R v Downes (1875) QBD
Omission. Duty on the basis of special relationships. When any parent shall wilfully neglect to provide adequate food, clothing, medical aid, or lodging for his child, being in his custody, under the age of fourteen years, whereby the health of such child shall have been, or shall be likely to be, seriously injured, he shall be guilty of an offence punishable on summary conviction. Manslaughter.
R v Larsonneur (1933) CCA
Situational liability. A French subject landed in the United Kingdom on March 14, 1933, with a French passport, which was endorsed with conditions prohibiting her employment in the United Kingdom. On March 22 those conditions were varied by a condition requiring her departure from the United Kingdom on that day. She went forthwith to the Irish Free State. An order for her deportation therefrom was made by the executive authorities of the Irish Free State, and on April 20 she was brought to Holyhead in the custody of the Irish Free State police and there handed over to the police of the United Kingdom by whom she was detained under arrest. She was subsequently charged that she, 'being an alien to whom leave to land in the United Kingdom has been refused, was found in the United Kingdom,' contrary to Aliens Order 1920 and was convicted
Winzar v Chief Constable of Kent (1983) QBD
Situational liability. The question posed for the decision of the court is as follows: "Would a drunken person, lawfully ejected from premises after a request to leave, and consequently ascertained to be on highway, even though momentarily and not of his volition, nevertheless be found on a highway within the meaning of Section 12 of the Licensing Act 1872?" Question answered in the affirmative.
R v Deyemi (2007) CA
Possession liability. The defendants were stopped and searched. An electrical stun-gun was found, which was capable of discharging electricity through electrodes. In it was a lens and a bulb. The defendants stated that they believed it to be a torch. They were charged with possessing a prohibited weapon, contrary to s 5(1)(b) of the Firearms Act 1968. An issue arose as whether the offence was one of strict liability. Held - The prosecution merely had to prove possession of the object in question, and the fact that the object was a firearm or other weapon prohibited by the Act. It did not have to prove that the defendant had known or could have known that it was a weapon prohibited by the Act.
R v Bonnyman (1942) CCA
Omission. Duty on the basis of special relationships. The husband failed to provide necessary treatment to his drug addicted wife.The wife was helpless and dependent on her husband. His status as a spouse was necessary to generate the duty but wouldn't be sufficient in itself.
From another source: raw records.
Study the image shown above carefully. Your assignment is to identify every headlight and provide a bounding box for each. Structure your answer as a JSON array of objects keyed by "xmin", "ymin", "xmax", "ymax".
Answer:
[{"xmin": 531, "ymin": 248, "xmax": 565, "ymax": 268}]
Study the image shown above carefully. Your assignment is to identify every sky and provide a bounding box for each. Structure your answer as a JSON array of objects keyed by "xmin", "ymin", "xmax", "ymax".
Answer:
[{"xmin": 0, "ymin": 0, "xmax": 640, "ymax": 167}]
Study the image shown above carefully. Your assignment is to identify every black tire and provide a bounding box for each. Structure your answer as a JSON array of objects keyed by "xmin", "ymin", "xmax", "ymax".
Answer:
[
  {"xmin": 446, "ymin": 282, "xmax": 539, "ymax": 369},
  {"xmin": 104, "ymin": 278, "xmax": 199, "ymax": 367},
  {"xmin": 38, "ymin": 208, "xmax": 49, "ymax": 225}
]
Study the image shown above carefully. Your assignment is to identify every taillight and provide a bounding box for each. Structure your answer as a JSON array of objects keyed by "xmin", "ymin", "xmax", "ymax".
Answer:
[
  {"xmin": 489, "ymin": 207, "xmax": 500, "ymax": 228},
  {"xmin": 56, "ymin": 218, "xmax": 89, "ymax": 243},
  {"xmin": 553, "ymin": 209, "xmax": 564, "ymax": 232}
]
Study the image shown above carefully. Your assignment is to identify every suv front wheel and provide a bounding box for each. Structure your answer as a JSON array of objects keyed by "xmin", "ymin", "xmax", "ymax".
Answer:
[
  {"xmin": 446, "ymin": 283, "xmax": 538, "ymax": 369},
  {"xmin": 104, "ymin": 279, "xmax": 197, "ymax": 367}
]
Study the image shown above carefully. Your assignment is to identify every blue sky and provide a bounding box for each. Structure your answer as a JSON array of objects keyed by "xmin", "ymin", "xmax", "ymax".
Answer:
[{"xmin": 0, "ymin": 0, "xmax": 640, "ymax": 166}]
People v. Beardsley (1907) Supreme Court of Michigan
Omission. Legal Duty. Persuasive American Case. No obligations before the lover. While his wife was out of town, the Defendant spent the weekend with another woman, Blanche Burns. On Monday afternoon, Ms. Burns consumed morphine in an apparent suicide attempt. After she died, the Defendant was convicted for manslaughter for failing to render aid. Held - While the defendant may have had a moral duty to protect Ms. Burns, the law imposes no such duty on him.
R. v Pittwood (1902)
Omission. Legal Duty. Contractual relationships. A level-crossing gatekeeper who had forgotten to close the gate after letting a road user pass was liable for the death of a cart driver who had subsequently driven through the open gate and been hit by a train. The gatekeper had been employed to protect the public, and it was possible for a man to incur criminal liability from a duty arising out of a contract.
The Queen v Instan (1893) QB
Omission. Legal Duty. Informal assumption of duty. The prisoner, a woman of full age and without any means of her own, lived with and was maintained by the deceased, her aunt, a woman of seventy-three. No one lived with them. For the last ten days of her life the deceased suffered from a disease which prevented her from moving or doing anything to procure assistance; during this time the prisoner lived in the house and took in the food supplied by the tradesmen, but apparently gave none of it to the deceased, nor did she procure for her any medical or nursing attendance, or inform any one of the condition of the deceased, although she had abundant opportunity to do so. No one but the prisoner had any knowledge of the condition of the deceased prior to her death, which was substantially accelerated by want of food, nursing, and medical attendance.
Held, that a duty was imposed upon the prisoner under the circumstances to supply the deceased with sufficient food to maintain life, and that, the death of the deceased having been accelerated by the neglect of such duty, the prisoner was properly convicted of manslaughter.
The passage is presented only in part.